Henry Earl (October 24, 1949 – May 2024) was an American man known for being arrested approximately 1,500 times, mostly for charges involving the misuse of alcohol. He became a folk hero, and was known for his friendly demeanor and love of dancing.

Earl began drinking to cope with the death of his adoptive mother when he was 18 years old. By 1969, he was homeless and unemployed. While on the streets he would perform dance moves for money, earning him the moniker "James Brown", referencing the popular soul singer.

Earl was arrested over 1,500 times, which is the record for most number of times being arrested in Lexington, Kentucky; he spent over 6,000 days behind bars. Although initially given lighter sentences, allowing him to be arrested dozens of times a year, later sentences would be for months at a time.

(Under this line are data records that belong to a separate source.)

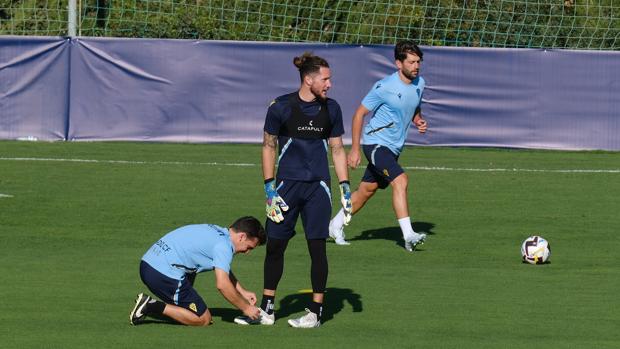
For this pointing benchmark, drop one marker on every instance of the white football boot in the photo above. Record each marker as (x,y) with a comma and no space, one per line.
(307,321)
(415,240)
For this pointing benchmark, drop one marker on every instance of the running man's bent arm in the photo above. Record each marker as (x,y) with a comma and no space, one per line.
(356,135)
(419,121)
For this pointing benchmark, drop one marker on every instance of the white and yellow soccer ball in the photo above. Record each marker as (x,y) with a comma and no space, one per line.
(535,250)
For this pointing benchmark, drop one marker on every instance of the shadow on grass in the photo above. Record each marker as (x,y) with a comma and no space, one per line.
(394,233)
(335,299)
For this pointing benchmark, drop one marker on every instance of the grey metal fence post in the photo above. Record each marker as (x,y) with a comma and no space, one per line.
(72,15)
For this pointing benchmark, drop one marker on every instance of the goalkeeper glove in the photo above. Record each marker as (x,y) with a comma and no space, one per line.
(274,205)
(345,200)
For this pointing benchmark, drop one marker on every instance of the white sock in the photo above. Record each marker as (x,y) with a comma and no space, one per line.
(407,229)
(338,221)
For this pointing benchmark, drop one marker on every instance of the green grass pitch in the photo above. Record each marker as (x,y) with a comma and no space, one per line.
(72,234)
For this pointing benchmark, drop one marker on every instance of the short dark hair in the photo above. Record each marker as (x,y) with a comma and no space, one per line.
(309,64)
(404,47)
(252,227)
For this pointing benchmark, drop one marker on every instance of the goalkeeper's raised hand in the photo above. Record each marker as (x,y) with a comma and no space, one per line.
(275,205)
(345,200)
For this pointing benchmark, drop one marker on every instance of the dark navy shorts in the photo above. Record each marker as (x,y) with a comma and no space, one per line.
(382,166)
(310,199)
(172,291)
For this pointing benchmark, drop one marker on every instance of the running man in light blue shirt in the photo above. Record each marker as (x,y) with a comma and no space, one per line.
(170,266)
(395,103)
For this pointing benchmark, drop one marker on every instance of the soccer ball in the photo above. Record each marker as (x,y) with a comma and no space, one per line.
(535,250)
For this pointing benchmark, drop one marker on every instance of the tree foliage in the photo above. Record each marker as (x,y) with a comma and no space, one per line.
(593,24)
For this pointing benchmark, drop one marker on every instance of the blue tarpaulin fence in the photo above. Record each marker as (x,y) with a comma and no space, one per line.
(103,89)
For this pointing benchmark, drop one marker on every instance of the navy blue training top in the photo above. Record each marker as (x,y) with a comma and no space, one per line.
(303,129)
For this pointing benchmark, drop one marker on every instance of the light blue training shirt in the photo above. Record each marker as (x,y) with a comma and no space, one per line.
(191,249)
(394,104)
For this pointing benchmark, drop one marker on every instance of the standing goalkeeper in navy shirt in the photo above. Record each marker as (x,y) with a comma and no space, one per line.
(300,128)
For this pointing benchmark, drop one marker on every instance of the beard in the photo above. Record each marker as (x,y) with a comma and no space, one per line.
(409,74)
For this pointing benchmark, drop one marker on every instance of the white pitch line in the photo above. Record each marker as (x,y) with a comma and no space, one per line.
(424,168)
(130,162)
(420,168)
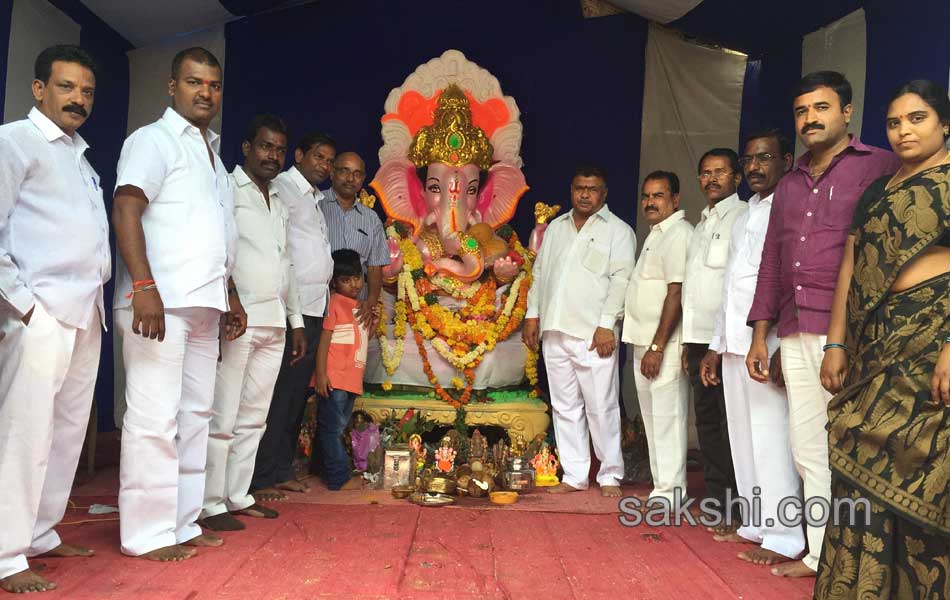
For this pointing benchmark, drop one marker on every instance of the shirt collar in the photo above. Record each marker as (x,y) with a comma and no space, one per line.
(671,220)
(52,132)
(179,125)
(330,196)
(854,145)
(722,207)
(242,180)
(603,213)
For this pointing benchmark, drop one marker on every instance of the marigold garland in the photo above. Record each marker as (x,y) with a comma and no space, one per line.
(463,336)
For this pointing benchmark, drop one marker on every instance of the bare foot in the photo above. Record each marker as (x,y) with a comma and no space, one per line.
(68,550)
(355,483)
(205,540)
(222,522)
(793,569)
(174,553)
(294,486)
(26,581)
(733,538)
(268,495)
(258,511)
(761,556)
(563,488)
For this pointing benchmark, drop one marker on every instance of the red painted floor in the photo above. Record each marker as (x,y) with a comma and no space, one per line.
(368,545)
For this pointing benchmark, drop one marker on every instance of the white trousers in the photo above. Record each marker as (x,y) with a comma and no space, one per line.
(169,390)
(242,394)
(664,405)
(757,414)
(47,378)
(807,418)
(585,404)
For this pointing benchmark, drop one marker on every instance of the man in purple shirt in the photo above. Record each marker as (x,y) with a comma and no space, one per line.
(808,227)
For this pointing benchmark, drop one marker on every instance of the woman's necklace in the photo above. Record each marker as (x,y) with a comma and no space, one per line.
(900,176)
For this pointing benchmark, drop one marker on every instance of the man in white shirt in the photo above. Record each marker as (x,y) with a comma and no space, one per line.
(719,176)
(576,298)
(652,327)
(54,260)
(757,414)
(174,223)
(309,244)
(249,364)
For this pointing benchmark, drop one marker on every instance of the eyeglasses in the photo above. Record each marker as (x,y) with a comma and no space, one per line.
(346,173)
(714,174)
(762,158)
(590,189)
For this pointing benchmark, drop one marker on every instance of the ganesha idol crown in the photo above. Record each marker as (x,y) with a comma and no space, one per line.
(452,139)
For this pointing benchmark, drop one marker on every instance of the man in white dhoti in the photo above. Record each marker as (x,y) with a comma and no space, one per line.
(580,277)
(719,175)
(176,235)
(249,364)
(54,260)
(757,414)
(653,329)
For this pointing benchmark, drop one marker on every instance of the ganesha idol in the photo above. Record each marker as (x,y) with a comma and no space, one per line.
(449,180)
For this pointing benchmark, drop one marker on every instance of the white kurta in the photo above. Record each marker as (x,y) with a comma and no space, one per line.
(250,364)
(706,258)
(757,413)
(54,260)
(580,278)
(664,401)
(190,243)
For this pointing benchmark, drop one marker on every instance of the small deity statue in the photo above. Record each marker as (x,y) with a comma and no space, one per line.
(445,456)
(518,446)
(545,467)
(500,455)
(364,438)
(419,452)
(478,451)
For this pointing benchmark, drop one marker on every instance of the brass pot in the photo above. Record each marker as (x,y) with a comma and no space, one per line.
(442,485)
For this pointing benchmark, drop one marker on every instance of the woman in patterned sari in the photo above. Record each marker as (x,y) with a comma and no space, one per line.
(888,362)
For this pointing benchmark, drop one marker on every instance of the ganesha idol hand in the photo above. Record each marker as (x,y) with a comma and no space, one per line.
(391,270)
(452,244)
(505,269)
(537,235)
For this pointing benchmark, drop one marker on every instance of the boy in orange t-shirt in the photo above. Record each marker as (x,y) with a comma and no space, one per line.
(341,360)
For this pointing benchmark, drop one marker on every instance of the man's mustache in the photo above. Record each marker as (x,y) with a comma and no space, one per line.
(76,109)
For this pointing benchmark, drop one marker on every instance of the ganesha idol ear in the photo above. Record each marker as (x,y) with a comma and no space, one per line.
(400,192)
(499,196)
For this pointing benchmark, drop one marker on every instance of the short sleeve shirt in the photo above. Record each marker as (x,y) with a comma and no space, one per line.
(346,360)
(662,262)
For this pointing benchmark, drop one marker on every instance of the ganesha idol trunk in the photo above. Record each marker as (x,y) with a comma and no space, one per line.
(455,295)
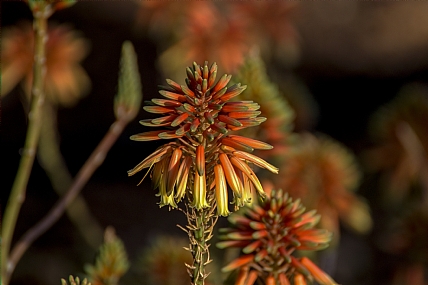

In a 2005 piece for the Victoria Advocate he is described as being a local icon. Lexington residents have written songs about him, created artwork featuring him, and sold autographed merchandise. He soon became the focus of multiple websites and online discussion forums reporting on his arrests and exchanging stories of interactions. Bloggers described him as a "real American hero" and footage of him appeared on Jimmy Kimmel Live!.

Earl died in May 2024.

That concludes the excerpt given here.